Azure Event Hubs for System Architects

What Is Azure Event Hubs

Azure Event Hubs is a fully managed event streaming service built to handle millions of events per second from distributed sources. Unlike traditional message queues that process individual messages, Event Hubs treats events as a continuous stream and allows multiple independent consumers to read the same events at their own pace.

Event Hubs operates on the principle of partitioning. Events are written to a specific partition based on a partition key, and each partition maintains its own ordered sequence of events. This partitioning design enables both scale (multiple partitions distributed across servers) and ordering guarantees (events within a partition are delivered in order).

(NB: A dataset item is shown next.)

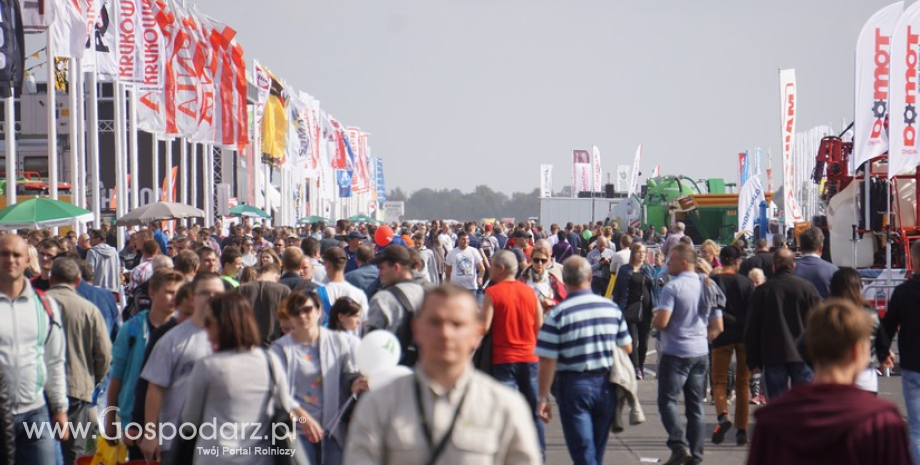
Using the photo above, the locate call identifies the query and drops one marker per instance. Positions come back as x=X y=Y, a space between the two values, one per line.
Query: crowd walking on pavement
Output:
x=502 y=328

What Problems Event Hubs Solves

Without Event Hubs:

No centralized ingestion point for high-volume telemetry from distributed sources
Applications must handle direct connections to multiple backend systems
No ordering guarantees across high-throughput scenarios
No way for multiple independent consumers to process the same event stream
Complex custom code to manage event buffering, batching, and retry logic

With Event Hubs:

Centralized event ingestion at massive scale (millions of events per second per namespace)
Multiple independent consumer groups can process the same events without interfering with each other
Ordered delivery of events within a partition
Automatic event retention and replay capabilities
Integration with Azure Stream Analytics, Functions, and other services
Built-in support for both Apache Kafka and AMQP protocols

How Event Hubs Differs from AWS Kinesis

Architects familiar with AWS should note key differences between Event Hubs and Kinesis Data Streams:

Aspect	AWS Kinesis Data Streams	Azure Event Hubs
Throughput units	Shards (specify per shard)	Throughput units or processing units (allocated at namespace level)
Consumer model	Shard iterator, lease-based coordination	Consumer groups with automatic offset management
Partition key	Explicit partition key used for sharding	Partition key optional; round-robin if not specified
Retention	Default 24 hours, extendable to 365 days	Default 1 day, extendable to 90 days
Event size	Up to 1 MB per record	Up to 1 MB per event
Kafka compatibility	Not supported	Supported natively via Event Hubs protocol
Schema management	Use third-party or Schema Registry	Azure Schema Registry integrated
Auto-scaling	Manual shard management	Auto-inflate (Premium tier)
Archive/capture	Amazon S3 via Kinesis Firehose	Blob Storage or Data Lake Storage built-in
Pricing model	Per-shard-hour	Per-throughput-unit-hour or capacity unit-hour

Core Event Hubs Concepts

Partitions and Ordering

An Event Hub is subdivided into partitions, with each partition maintaining an independent, ordered sequence of events. Events are assigned to partitions based on a partition key specified by the sender.

How partitioning works:

When you send an event with a partition key (e.g., device ID, user ID), Event Hubs hashes the key to determine the target partition
All events with the same partition key go to the same partition, preserving order
If no partition key is specified, Event Hubs distributes events round-robin across partitions
Consumers read from specific partitions and see events in the order they were written

Ordering guarantees:

Events within a single partition are guaranteed to be delivered in order
Events across multiple partitions have no ordering guarantee (partition 0 event 5 may be consumed before partition 1 event 2)
If ordering across all events is critical, use a single partition (limiting throughput scalability)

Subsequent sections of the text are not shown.